Tesouro libera mais R$ 30 bi ao BNDES

Tesouro libera mais R$ 30 bi ao BNDES

BÁRBARA NASCIMENTO
postado em 04/12/2014 00:00
Apesar do discurso da nova equipe econômica de contenção dos gastos e recuo nas transferências do Tesouro para bancos públicos, o governo liberou ontem mais R$ 30 bilhões ao Banco Nacional de Desenvolvimento Econômico e Social (BNDES), via medida provisória (MP). ;Estamos liberando financiamento para bens de capital, para a compra de equipamentos, ônibus, caminhões e tratores. Temos uma demanda e vamos liberar;, esclareceu o ministro da Fazenda, Guido Mantega. Ele garantiu que o aporte total no ano é menor do que o de 2013 e a tendência é continuar decrescendo. ;No ano que vem certamente será menor;, completou.

As condições do empréstimo serão definidas pelo ministro da Fazenda, conforme o texto da MP 661. Para a cobertura do crédito, a União poderá emitir, em favor do BNDES, títulos da Dívida Pública Mobiliária Federal. Em contrapartida, o banco de fomento poderá utilizar créditos do BNDESPar. Os recursos serão remunerados pela Taxa de Juros de Longo Prazo (TJLP). A MP criou permite a utilização de receitas que ;sobraram; do Orçamento do ano anterior, o chamado superavit financeiro, para cobrir, no ano corrente, despesas primárias obrigatórias de fontes diferentes, que não a geradora da receita.

Até agora, quando há receita excedente numa rubrica, ela só poderia ser usada para cobrir despesas daquela mesma área. A desvinculação, permanente, foi originada porque a arrecadação deste ano destinada a cobrir os gastos da Previdência será insuficiente. Seis dias antes, o futuro ministro da pasta, Joaquim Levy, havia afirmado que, para cumprir o superavit prometido, de 1,2% em 2015 e 2%, nos anos seguintes, seria preciso diminuir os valores repassados a bancos públicos.

Ajustes

O presidente do BNDES, Luciano Coutinho, ressaltou que a instituição ainda precisará de aportes em 2015, afirmando que os R$ 30 bilhões liberados ontem atende a necessidade deste ano e de parte do ano que vem.

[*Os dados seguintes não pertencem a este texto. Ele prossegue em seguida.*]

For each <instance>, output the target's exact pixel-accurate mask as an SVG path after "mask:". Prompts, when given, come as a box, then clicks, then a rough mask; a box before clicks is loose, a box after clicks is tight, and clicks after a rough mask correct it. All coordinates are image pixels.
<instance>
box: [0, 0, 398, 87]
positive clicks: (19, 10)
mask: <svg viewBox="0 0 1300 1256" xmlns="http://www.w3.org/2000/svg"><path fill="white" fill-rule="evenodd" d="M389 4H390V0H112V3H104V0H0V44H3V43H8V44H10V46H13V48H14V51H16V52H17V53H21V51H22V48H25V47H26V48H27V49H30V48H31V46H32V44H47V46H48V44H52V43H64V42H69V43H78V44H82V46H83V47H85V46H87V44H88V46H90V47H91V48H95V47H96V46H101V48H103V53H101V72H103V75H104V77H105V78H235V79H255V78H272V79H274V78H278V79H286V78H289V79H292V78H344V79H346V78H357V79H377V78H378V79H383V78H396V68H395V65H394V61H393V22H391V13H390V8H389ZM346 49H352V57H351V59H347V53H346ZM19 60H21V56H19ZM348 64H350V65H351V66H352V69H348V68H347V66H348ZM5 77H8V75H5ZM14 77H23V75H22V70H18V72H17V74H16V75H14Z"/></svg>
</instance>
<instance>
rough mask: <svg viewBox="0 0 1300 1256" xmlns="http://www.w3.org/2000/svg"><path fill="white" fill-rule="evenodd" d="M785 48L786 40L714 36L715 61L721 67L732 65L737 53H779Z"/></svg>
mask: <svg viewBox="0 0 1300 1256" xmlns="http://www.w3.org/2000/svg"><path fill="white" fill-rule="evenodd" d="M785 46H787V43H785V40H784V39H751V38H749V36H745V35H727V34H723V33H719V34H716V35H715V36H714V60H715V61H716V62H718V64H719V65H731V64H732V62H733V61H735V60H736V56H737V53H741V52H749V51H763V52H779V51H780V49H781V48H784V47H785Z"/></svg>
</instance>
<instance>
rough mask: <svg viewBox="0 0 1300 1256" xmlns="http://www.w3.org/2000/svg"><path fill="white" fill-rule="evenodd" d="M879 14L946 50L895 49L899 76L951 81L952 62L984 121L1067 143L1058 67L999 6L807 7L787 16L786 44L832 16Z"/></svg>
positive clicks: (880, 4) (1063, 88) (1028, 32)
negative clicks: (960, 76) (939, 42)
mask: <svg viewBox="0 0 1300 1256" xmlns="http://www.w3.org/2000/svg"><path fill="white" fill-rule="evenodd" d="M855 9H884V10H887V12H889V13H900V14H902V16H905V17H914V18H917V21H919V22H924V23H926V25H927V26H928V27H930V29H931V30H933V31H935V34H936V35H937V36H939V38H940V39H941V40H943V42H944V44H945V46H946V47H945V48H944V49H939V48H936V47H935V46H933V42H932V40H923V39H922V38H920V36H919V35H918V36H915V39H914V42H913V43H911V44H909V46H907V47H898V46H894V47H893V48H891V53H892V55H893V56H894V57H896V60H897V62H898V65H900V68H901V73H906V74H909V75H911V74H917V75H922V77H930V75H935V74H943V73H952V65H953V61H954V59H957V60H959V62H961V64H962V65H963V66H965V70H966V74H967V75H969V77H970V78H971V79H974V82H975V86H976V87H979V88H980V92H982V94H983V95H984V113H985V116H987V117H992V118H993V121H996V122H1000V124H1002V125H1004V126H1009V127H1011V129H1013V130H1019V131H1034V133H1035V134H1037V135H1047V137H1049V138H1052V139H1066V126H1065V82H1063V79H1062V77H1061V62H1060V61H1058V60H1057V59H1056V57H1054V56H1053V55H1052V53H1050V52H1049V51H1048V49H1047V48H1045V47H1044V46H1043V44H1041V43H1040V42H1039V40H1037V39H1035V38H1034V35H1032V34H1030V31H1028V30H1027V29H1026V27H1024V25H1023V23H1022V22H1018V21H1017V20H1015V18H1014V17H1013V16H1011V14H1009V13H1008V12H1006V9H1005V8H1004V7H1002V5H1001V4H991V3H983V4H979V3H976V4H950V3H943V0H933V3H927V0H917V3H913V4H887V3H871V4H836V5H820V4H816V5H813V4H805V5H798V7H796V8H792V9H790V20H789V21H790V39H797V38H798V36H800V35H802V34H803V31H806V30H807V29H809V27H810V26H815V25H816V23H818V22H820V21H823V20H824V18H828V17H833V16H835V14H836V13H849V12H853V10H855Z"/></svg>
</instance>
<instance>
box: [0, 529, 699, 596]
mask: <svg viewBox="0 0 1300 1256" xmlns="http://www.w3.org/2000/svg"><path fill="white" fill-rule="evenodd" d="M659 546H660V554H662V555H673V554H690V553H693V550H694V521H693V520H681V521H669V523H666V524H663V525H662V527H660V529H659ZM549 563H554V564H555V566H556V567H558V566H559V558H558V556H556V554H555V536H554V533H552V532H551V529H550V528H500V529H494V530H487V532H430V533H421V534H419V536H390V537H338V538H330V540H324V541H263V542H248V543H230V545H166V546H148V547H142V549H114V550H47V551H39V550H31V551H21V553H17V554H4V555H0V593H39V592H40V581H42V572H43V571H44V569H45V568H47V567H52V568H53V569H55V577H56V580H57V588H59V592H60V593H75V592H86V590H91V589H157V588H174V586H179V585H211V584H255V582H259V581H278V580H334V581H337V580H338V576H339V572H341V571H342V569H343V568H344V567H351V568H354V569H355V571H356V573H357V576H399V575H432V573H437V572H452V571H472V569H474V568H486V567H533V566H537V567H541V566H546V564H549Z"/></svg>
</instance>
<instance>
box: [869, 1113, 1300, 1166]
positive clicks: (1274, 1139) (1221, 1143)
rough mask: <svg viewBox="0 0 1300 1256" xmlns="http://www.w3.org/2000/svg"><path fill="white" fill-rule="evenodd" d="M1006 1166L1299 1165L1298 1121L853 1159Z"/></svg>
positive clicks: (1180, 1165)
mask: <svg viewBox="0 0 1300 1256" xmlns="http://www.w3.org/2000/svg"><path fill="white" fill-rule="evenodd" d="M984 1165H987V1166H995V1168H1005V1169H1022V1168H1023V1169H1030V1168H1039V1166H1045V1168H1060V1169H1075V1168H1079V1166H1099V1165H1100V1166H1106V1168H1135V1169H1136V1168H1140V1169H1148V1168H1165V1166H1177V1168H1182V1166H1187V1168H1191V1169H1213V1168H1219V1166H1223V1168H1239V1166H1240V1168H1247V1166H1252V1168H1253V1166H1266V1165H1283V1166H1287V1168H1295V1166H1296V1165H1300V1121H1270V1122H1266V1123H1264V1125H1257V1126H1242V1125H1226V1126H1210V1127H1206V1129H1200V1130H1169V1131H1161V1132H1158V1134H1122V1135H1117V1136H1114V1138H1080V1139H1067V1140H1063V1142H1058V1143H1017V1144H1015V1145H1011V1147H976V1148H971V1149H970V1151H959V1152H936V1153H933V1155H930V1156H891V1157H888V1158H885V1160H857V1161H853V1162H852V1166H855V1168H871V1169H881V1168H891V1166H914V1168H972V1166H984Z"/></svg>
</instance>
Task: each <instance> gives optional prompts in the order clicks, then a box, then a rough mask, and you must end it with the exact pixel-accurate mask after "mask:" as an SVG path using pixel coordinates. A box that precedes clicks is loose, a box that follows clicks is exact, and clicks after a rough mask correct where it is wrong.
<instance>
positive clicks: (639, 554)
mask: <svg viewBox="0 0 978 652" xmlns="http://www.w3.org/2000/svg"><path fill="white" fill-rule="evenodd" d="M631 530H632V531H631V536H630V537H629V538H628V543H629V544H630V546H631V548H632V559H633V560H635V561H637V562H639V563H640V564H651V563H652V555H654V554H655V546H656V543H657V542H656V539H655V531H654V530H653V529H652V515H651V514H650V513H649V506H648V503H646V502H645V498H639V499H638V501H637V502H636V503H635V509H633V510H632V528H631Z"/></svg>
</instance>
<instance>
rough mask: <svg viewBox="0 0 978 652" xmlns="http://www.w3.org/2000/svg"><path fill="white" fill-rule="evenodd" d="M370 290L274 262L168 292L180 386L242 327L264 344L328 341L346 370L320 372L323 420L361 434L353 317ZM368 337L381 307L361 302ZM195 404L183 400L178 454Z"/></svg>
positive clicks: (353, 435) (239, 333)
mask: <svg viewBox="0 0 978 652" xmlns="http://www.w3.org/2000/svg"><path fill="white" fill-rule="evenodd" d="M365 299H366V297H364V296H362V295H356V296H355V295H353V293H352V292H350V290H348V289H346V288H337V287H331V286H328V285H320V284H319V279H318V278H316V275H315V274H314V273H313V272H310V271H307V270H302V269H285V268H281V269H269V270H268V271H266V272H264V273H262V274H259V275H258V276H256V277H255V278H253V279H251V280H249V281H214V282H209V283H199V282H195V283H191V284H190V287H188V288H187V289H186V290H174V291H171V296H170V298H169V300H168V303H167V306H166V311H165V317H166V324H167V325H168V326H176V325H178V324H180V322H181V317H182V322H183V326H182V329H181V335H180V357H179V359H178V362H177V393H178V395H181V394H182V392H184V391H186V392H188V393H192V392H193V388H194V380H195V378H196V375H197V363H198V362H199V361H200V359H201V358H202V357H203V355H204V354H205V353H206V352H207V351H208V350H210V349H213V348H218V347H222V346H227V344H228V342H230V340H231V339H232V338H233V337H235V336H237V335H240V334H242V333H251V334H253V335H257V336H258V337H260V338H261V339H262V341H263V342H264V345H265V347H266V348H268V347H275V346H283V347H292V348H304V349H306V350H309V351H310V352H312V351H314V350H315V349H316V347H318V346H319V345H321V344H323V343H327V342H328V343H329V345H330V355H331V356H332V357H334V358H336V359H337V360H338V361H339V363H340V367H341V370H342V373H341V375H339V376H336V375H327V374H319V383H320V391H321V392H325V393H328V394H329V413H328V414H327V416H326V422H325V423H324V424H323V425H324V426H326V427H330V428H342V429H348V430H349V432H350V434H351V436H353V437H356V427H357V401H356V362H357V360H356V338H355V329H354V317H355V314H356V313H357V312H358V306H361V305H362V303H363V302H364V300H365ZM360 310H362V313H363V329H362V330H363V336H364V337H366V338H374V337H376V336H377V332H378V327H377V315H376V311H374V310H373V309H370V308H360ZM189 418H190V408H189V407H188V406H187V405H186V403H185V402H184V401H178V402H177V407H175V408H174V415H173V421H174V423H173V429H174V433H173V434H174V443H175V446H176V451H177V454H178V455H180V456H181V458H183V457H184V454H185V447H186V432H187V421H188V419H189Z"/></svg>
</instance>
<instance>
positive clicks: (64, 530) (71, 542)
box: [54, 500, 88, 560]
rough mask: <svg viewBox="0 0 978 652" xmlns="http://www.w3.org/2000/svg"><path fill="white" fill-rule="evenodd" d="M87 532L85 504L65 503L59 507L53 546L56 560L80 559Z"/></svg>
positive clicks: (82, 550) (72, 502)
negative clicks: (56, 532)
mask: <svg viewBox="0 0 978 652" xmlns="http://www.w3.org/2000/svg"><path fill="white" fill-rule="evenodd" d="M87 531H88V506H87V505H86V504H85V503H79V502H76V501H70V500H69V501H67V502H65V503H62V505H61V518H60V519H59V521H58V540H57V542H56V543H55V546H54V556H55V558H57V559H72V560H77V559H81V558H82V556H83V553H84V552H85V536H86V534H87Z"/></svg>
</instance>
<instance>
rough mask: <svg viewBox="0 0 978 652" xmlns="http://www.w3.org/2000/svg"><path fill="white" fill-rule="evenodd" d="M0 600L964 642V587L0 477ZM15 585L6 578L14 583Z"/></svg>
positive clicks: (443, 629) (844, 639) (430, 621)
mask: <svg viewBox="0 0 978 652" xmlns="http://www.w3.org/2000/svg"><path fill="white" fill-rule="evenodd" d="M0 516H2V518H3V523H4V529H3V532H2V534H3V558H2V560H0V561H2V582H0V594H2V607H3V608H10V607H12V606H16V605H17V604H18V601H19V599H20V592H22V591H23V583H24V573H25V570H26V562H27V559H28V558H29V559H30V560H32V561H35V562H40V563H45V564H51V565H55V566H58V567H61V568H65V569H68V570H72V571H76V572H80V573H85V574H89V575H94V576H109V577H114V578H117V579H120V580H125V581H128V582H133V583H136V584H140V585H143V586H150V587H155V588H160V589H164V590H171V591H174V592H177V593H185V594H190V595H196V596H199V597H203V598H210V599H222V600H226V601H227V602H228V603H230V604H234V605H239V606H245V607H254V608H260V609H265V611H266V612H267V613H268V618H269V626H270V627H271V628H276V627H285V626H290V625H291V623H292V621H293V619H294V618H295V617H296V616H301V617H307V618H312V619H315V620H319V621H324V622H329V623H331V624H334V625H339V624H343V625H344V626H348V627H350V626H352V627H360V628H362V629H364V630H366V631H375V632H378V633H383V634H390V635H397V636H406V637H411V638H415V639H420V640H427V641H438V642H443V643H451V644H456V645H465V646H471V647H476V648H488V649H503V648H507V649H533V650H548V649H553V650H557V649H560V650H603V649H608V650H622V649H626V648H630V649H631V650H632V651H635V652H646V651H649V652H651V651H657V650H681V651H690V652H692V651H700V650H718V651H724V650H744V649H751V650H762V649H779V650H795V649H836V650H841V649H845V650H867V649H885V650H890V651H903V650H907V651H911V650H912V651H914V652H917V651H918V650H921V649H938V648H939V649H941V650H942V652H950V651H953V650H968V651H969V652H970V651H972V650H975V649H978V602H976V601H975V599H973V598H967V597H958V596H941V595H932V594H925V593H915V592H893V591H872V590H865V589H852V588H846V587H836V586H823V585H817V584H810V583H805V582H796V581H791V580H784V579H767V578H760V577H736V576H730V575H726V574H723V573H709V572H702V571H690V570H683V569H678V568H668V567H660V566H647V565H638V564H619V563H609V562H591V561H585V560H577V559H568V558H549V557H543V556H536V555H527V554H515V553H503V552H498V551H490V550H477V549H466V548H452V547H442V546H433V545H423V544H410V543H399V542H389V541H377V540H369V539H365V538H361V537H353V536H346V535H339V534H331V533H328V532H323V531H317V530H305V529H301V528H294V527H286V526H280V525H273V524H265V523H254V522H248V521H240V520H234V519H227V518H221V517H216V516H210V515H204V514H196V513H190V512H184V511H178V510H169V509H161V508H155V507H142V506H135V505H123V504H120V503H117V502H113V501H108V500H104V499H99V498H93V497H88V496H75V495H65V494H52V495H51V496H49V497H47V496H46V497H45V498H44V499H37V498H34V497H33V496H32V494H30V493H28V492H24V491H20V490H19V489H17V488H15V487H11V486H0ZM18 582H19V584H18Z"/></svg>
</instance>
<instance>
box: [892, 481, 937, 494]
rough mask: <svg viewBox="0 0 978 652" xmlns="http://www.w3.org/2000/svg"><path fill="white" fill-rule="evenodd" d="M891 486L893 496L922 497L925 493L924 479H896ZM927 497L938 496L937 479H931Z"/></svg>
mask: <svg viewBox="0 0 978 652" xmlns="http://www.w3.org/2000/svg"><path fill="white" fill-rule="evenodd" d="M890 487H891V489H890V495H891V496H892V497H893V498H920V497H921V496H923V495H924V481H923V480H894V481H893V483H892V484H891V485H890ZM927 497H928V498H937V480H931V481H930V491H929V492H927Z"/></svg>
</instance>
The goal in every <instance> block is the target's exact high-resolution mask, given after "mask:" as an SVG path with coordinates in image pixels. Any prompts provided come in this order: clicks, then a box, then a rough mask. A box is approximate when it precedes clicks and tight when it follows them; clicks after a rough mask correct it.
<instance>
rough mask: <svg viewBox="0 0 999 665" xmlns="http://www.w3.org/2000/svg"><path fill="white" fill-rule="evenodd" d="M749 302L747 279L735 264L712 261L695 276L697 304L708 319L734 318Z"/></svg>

Segundo ele, haverá uma revisão da política operacional do banco para se sintonizar com prioridades do governo, que vem sinalizando maior rigor fiscal. Coutinho acrescentou que a exceção nos ajustes será à área de infraestrutura e de projetos associados a leilões, que têm condições de financiamento pré-determinadas.

;Há pouca margem para o banco reduzir os aportes do Tesouro em 2015;, ressaltou, lembrando a inércia gerada pela diferença de tempo entre a contratação do financiamento e o desembolso. São gastos até 18 meses. Nos últimos 12 meses encerrados em outubro, foram desembolsados R$ 190,1 bilhões. O volume representa uma queda de 2% em relação aos R$ 190,4 bilhões observado em igual período do ano passado.